0

I'm trying to pickle (using the dill extension) a workflow object from pyutilib.workflow like so using python 2.7. The end objective here is to be able to insert these workflow objects into a MongoDB database and pulled out on the other end when needed:

from pyutilib import workflow
import testworkflow
from bson.binary import Binary
import pickle
import dill
import weakref

A = testworkflow.testTask()
w = workflow.Workflow()
w.add(A)

with open('w.dill', 'wb') as f:
    scriptbytes = dill.dump(w, f)
script.close()

testworkflow.py only contains testTask(), which is written as follows:

import pyutilib.workflow

class testTask(pyutilib.workflow.Task):

    def __init__(self, *args, **kwds):
        pyutilib.workflow.Task.__init__(self, *args, **kwds)
        self.inputs.declare('x')
        self.inputs.declare('y')
        self.outputs.declare('z')

    def execute(self):
        self.z = self.x + self.y

But when I attempt to execute it to serialize the workflow object, I get a massive traceback list from the pickle.py file, at the very bottom of which is simply "AssertionError".
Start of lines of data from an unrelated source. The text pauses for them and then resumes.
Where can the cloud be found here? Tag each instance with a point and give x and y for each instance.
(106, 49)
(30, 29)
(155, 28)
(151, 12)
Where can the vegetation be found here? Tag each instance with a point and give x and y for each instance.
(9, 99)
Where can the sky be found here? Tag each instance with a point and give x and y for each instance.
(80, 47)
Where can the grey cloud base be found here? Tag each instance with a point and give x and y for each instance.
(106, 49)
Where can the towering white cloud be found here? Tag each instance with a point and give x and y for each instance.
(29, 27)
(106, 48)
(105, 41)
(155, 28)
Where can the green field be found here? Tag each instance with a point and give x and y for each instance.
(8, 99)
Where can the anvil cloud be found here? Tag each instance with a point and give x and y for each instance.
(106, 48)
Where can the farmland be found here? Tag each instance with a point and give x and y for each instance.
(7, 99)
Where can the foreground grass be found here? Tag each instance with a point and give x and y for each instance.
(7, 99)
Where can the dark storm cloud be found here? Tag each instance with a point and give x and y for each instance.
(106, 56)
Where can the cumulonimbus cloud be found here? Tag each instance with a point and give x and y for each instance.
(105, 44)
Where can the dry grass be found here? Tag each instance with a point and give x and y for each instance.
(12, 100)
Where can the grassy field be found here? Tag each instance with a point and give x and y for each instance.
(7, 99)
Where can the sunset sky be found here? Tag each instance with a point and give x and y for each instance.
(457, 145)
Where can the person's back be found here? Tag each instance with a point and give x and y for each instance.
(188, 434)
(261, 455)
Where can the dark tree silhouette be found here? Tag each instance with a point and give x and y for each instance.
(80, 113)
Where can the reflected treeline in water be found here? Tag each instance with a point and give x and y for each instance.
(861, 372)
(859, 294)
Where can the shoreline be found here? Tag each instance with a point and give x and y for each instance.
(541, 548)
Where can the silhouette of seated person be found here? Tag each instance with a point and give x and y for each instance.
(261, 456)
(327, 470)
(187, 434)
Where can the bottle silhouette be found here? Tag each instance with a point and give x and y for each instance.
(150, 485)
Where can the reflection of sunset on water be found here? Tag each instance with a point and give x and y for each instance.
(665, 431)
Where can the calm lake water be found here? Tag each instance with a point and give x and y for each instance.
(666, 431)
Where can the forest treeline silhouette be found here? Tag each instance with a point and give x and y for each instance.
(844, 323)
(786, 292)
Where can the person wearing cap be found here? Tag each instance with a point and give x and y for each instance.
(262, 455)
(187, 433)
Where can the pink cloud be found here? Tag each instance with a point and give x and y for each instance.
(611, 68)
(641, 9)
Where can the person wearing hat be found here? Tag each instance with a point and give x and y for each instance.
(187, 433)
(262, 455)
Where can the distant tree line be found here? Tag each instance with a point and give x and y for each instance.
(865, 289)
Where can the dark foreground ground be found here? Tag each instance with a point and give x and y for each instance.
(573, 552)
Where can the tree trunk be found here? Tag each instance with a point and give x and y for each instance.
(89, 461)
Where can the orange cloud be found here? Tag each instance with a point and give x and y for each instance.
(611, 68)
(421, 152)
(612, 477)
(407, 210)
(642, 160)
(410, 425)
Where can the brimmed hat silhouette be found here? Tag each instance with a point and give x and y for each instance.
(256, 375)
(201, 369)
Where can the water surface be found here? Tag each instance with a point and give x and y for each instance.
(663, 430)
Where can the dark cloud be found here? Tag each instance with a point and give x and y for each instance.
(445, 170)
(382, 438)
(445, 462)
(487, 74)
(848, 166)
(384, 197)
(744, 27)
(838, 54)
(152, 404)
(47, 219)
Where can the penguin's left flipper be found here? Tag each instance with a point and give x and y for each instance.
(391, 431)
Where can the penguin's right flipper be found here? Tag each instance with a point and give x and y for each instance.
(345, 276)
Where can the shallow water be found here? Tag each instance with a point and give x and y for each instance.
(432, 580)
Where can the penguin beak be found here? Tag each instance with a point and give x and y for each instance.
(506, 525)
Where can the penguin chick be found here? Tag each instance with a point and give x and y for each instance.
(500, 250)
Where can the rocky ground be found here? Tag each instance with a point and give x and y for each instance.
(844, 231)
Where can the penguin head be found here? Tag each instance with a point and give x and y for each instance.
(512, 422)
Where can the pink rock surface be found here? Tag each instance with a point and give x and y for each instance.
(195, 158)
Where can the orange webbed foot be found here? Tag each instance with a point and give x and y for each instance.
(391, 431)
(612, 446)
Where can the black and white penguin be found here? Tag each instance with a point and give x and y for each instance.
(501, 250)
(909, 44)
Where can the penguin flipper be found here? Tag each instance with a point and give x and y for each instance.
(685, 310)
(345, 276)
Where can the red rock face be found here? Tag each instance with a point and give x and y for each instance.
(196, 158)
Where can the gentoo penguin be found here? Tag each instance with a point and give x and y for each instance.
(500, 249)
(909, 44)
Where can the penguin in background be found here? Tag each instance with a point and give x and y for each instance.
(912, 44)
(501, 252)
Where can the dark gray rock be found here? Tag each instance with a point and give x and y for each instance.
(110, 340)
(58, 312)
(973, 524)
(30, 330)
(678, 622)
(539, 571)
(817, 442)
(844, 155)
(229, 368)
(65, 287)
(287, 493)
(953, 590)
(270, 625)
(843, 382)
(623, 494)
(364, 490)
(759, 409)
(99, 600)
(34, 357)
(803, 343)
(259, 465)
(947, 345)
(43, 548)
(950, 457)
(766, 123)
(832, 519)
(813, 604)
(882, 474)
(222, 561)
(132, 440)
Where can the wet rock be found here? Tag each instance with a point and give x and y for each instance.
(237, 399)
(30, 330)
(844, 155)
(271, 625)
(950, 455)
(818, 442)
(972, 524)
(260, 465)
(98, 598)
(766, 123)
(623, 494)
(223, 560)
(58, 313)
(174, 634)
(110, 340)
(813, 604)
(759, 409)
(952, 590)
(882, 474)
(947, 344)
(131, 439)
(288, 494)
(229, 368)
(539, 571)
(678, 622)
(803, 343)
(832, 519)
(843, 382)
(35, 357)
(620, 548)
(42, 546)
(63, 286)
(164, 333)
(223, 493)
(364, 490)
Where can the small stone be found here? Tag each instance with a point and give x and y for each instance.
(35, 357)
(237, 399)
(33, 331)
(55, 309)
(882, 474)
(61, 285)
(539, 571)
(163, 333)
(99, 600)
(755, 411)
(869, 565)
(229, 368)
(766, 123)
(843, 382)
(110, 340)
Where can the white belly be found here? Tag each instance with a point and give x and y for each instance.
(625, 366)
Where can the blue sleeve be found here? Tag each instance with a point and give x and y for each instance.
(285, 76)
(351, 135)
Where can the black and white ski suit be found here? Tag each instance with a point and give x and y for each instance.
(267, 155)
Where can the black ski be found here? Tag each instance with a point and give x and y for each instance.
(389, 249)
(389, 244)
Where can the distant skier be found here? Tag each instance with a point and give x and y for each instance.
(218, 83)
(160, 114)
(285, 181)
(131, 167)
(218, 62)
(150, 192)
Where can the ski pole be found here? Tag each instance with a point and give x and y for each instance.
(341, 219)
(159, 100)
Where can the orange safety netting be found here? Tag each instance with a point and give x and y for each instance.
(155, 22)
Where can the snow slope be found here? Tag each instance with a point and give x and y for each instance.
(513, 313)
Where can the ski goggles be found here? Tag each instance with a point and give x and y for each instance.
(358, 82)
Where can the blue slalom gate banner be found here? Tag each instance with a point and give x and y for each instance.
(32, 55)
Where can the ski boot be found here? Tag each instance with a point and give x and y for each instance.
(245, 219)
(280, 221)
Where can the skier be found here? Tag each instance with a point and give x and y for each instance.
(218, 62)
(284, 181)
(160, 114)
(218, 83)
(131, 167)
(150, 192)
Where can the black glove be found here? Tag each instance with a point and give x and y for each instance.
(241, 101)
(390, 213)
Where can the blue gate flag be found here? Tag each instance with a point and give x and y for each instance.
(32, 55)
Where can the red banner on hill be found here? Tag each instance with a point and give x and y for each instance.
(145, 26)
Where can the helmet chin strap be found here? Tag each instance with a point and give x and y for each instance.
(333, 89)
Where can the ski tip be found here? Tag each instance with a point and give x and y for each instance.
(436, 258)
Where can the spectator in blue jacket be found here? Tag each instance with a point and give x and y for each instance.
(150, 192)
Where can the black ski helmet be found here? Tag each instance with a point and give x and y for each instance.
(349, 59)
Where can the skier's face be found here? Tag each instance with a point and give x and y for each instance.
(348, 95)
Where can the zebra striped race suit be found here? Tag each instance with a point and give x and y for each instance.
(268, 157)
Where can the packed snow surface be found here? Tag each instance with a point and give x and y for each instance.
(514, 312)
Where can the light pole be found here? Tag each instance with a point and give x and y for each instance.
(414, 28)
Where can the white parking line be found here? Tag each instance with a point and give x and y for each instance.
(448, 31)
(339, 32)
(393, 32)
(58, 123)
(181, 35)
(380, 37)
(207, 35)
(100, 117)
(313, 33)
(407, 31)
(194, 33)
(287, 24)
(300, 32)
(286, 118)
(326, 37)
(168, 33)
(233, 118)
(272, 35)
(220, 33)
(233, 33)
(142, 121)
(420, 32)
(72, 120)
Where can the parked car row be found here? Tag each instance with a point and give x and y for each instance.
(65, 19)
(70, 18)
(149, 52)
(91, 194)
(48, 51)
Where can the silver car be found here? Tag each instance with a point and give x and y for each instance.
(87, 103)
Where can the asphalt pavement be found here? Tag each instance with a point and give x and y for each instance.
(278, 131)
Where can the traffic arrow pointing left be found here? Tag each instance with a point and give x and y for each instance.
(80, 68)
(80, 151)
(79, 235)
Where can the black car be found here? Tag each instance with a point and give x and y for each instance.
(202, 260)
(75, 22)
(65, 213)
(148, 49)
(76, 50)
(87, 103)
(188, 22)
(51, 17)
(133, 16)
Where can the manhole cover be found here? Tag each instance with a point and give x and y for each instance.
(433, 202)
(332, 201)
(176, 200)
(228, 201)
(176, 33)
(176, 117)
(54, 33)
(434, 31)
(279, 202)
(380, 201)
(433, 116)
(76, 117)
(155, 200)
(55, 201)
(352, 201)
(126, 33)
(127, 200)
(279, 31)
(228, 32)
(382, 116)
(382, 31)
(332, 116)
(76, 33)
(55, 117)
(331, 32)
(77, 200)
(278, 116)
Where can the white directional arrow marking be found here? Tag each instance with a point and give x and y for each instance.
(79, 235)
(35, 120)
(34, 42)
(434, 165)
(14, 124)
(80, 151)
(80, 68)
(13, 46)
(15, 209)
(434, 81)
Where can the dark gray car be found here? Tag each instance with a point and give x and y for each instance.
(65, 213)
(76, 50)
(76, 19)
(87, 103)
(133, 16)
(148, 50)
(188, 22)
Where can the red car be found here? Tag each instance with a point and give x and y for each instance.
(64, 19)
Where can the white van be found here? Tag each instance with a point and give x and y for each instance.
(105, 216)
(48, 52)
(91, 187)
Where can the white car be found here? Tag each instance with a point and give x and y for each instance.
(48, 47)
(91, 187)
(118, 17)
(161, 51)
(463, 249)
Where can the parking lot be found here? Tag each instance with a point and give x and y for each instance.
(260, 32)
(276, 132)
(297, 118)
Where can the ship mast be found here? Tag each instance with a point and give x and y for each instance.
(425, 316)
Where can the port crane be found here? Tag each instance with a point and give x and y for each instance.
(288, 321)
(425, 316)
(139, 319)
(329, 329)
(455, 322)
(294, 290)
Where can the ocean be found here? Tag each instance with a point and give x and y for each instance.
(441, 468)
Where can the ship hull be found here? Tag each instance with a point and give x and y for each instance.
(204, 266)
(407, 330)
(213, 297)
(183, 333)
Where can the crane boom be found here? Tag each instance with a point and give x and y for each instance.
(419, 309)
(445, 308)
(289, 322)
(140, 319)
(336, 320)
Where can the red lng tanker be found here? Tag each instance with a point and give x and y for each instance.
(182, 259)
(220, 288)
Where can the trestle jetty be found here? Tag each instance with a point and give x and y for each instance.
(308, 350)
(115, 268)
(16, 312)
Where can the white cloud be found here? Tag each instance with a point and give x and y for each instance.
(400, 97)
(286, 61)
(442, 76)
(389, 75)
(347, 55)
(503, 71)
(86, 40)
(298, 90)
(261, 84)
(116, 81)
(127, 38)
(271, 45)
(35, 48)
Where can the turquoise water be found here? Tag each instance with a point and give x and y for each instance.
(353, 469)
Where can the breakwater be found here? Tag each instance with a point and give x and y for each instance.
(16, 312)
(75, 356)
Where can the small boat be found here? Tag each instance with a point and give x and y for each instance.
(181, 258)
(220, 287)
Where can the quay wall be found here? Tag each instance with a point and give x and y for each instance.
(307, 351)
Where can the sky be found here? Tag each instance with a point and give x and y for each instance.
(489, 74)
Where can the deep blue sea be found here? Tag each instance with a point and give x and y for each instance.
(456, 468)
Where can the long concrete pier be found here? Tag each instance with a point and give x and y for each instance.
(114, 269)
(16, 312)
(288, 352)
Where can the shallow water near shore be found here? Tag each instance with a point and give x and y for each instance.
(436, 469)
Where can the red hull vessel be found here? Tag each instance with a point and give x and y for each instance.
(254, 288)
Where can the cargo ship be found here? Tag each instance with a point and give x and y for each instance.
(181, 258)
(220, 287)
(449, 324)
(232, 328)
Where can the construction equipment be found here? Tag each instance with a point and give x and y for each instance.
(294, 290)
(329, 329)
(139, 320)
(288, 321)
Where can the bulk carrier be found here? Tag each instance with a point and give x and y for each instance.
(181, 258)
It seems to have troubles with things like:

File "/usr/lib/python2.7/pickle.py", line 649, in save_dict
  self._batch_setitems(obj.iteritems())
File "/usr/lib/python2.7/pickle.py", line 681, in _batch_setitems
  save(v)
File "/usr/lib/python2.7/pickle.py", line 286, in save
  f(self, obj) # Call unbound method with explicit self
File "/usr/local/lib/python2.7/dist-packages/dill/dill.py", line 905, in save_weakref
  pickler.save_reduce(_create_weakref, (refobj,), obj=obj)
File "/usr/lib/python2.7/pickle.py", line 405, in save_reduce
  self.memoize(obj)
File "/usr/lib/python2.7/pickle.py", line 244, in memoize
  assert id(obj) not in self.memo

The above chunk of traceback is, seriously, about 1% of the total list. Several tracebacks are to the same line of code, so is it a circular reference problem? I'm absolutely new to this type of project and I've searched all over for other related questions but none really seem to be quite relevant enough.

Am I missing some newer libraries? Is there a better way to do this?

EDIT: as per Martijn Pieters' helpful comment

Pickling is a recursive process, which is why you see certain lines repeated. The process ends up back at an object that was pickled before (id(obj) in self.memo is true only if the object was already processed).

So how can I stop this condition from being triggered? Why can't pickling automatically ignore already-serialized chunks as a base case in recursion?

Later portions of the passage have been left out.